As with every industry, the only constants in the healthcare industry are change and change. Rising costs, new regulations and more continually offer a new take on the industry. One of these new changes brought upon by the FDA is unique device identification or UDI.


The Basics & The Differences Of Unique Device Identification

The FDA has created UDIs in an attempt to adequately identify medical devices through the lifetime of the device, whether in distribution or use. The unique device identification system will be phased in over the course of many years. Once completed, the program will offer many benefits to the health care system.

Once fully implemented, UDIs will help to improve patient safety, facilitate innovation in the medical device marketplace, provide postmarket surveillance and much more.

As well, UDIs will allow for more accurate reporting, analyzing and reviewing of a number of events. Medical errors will by reduced through ease of access to precise information. The improved analyzing abilities UDIs provide will allow for a clear and concise way to track data.


What is GUDID and why will customers benefit from it?

Once a device is uniquely identified, there will be a label on most machines. Each label will be readable by humans and machines alike. Individuals who label each device will also submit information about certain aspects of each device to the FDA’s Global Unique Device Identification Database or GUDID.

This allows customers access to the information they would not have had otherwise, as GUDID is available to the public. Anyone can search and download information from GUDID at any time through AccessGUDID.


How do I get a UDI and where can I go to get more information?

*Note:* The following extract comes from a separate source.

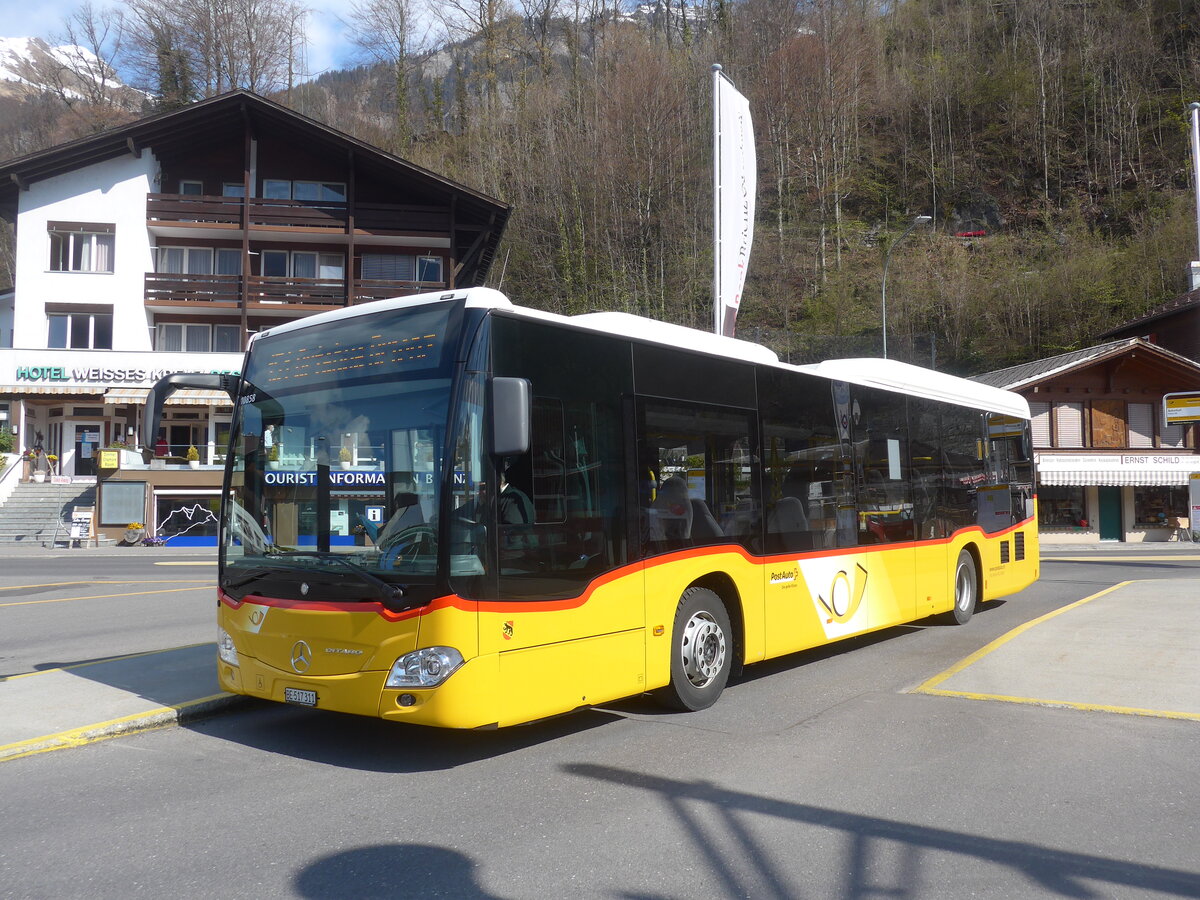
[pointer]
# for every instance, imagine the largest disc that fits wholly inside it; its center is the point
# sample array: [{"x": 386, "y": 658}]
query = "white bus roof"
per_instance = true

All UDIs must be issued through a system that is operated by an FDA-accredited issuing agency. There is a process any applicant would go through when seeking a UDI. There are certain exceptions and alternatives to this fairly new rule, as the UDI system will take around 7 years to fully implement.

To get more information about UDIs and how they may change things, you can visit the UDI homepage on the FDA’s website.


What is the effective date for my device and how can I find that out?

As the UDI system is going to take 7 years to fully implement, the compliance dates for the system is fairly complicated. Each year certain classes of devices will require labeling, due to different sections of the legislation.

As the legislation was passed in September 2013, each year on September 24 different devices will be required to be properly labeled. Each device will be classified on a certain scale, usually consisting of the type of device it is. The main devices the FDA is looking at are implantable, life-saving and life-sustaining devices.

To find out more information about the types of devices, you can search the CDRH Product Classification Database here. If that doesn’t help you find the information you’re looking for, you can also find a list of how the FDA classifies these types of devices here.